According to WHO, gender equity issues, including those pertaining to gendered harassment, impact health worker shortfall and must be addressed. Gender equity is critical to resilient health systems, WHO notes.  

A systemic challenge and solution

Globally, women's movements have made bold calls to hold state and non-state actors accountable for gendered violence against women. Think of the #MeToo movement, the #NiUnaMenos campaign that began in Argentina, the Aurat March in Pakistan, and #TotalShutDownKE in Kenya.

In the health sector, and in response to the pervasive issue of gendered violence and harassment of health workers, the #HealthToo movement, spearheaded by Women in Global Health, has recently gained traction.

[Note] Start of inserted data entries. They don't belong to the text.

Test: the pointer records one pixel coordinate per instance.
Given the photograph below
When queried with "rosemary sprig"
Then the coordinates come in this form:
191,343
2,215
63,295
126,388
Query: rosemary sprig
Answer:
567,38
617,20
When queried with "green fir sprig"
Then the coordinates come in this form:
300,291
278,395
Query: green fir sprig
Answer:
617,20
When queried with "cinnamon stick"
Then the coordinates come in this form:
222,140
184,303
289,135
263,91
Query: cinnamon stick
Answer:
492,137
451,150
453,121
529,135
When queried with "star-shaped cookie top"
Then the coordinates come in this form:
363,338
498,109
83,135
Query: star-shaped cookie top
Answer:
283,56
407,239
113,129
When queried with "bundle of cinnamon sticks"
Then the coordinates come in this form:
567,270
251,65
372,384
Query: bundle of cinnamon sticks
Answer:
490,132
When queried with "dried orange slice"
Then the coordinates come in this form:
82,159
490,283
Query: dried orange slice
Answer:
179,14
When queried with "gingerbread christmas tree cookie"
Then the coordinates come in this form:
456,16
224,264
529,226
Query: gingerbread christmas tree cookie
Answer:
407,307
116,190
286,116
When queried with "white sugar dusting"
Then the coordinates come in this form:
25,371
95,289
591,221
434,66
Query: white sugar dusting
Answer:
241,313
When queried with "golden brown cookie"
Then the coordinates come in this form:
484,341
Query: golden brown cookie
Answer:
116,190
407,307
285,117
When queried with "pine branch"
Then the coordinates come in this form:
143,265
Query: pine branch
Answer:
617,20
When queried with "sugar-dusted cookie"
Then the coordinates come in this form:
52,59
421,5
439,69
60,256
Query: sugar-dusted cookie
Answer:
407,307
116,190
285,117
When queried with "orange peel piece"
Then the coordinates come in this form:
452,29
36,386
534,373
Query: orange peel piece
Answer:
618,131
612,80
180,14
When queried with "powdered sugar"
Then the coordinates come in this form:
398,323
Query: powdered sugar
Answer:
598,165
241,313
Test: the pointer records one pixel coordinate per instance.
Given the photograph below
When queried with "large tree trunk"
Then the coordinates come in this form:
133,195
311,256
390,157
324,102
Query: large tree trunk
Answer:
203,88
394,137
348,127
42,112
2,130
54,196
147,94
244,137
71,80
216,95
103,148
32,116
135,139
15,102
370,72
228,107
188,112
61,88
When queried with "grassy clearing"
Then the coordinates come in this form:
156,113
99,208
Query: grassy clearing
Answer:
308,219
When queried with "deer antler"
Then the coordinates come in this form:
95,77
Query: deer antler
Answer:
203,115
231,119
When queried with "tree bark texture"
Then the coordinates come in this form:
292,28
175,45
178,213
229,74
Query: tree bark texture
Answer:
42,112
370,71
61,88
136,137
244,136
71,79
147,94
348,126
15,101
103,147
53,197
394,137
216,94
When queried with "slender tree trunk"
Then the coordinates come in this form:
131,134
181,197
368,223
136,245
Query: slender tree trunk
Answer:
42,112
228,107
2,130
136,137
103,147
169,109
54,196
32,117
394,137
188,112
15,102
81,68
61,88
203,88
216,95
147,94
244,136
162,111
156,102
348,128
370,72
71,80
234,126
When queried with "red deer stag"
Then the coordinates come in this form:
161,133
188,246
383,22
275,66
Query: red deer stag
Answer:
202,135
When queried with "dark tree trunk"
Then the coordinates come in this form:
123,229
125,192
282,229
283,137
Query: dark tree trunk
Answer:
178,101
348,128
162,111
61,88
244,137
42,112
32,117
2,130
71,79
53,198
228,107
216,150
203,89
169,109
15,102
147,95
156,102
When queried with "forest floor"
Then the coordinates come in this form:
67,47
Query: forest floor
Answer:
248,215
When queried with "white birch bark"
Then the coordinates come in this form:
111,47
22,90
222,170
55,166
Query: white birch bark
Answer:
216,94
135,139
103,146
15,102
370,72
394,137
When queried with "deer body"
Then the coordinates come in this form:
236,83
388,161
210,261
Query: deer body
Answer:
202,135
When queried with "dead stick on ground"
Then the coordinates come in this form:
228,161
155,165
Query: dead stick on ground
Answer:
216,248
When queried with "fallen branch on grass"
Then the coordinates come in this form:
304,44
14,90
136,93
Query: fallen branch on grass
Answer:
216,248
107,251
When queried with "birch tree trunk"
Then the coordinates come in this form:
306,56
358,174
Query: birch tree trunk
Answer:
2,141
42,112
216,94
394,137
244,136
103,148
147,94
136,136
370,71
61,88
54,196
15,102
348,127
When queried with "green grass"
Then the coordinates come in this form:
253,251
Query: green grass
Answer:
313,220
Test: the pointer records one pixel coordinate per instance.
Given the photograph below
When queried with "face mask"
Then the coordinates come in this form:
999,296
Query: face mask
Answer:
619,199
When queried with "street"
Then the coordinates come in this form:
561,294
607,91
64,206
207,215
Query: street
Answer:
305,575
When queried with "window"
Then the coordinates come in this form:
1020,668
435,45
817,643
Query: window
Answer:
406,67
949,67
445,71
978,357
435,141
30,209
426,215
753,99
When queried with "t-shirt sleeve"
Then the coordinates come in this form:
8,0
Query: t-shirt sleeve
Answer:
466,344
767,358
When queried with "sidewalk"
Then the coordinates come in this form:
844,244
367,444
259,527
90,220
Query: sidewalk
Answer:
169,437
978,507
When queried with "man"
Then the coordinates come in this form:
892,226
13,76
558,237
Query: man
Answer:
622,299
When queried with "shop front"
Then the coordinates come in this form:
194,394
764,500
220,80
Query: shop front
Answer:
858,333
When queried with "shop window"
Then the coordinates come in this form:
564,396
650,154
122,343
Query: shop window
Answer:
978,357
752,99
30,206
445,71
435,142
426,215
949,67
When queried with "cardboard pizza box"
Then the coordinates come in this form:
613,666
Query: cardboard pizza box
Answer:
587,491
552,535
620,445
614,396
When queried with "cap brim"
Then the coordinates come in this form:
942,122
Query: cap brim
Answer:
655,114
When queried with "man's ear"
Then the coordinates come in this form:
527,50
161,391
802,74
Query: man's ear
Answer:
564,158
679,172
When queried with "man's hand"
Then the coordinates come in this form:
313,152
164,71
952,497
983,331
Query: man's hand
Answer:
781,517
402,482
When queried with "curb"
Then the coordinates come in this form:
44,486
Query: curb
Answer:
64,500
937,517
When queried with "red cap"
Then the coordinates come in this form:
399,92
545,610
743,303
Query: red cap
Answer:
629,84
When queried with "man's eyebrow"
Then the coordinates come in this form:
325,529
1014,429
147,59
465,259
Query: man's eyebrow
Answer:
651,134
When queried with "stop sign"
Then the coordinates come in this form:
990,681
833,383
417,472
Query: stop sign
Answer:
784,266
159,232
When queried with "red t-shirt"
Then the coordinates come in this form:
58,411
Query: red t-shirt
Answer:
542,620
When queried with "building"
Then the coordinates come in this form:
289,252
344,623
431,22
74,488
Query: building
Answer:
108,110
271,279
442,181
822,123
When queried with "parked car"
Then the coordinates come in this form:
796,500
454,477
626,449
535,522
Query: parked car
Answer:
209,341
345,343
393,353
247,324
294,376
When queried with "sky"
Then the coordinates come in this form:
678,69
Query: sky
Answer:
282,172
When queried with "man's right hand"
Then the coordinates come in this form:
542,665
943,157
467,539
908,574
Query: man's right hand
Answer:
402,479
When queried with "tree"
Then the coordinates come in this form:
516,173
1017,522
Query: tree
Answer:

A 2022 policy report by WGH on sexual exploitation, abuse and harassment (SEAH) of women health workers proposed several solutions, including: investment in sex-disaggregated data to ensure the documentation of the prevalence of harassment is visible; creating safe avenues for women to report abuse; and ensuring these spaces are survivor-centred. Other solutions include increasing the number of women in senior leadership roles, as 75% of leaders in the health sector are men, and the ratification of the ILO convention 190 (to date, not all countries have ratified it).

CHWs operating outside of formal workplaces have even fewer protections than counterparts who may be based at health facilities. The women CHWs interviewed by Closser and Sultan identified strengthening labour protections as a crucial and immediate first step towards the creation of safe environments for CHWs – environments that will enable them to sustain their pivotal role in society.

During a virtual interview Closser explained that a basic and necessary step towards protecting women CHWs from gender harassment would be "thinking about frontline community health workers as workers – because I think part of the issue is that we've been considering them to be volunteers, [who] are doing it for the good of the community." 

Sustained and targeted investment in research and data, including on health programmes that prioritise the protection of CHWs from gendered harassment, is indispensable.

If gendered harassment of women in the health workforce and of woman CHWs continues to be viewed as a personal issue rather than a shared concern that demands public recognition and action, health systems – and that means all of us – will suffer.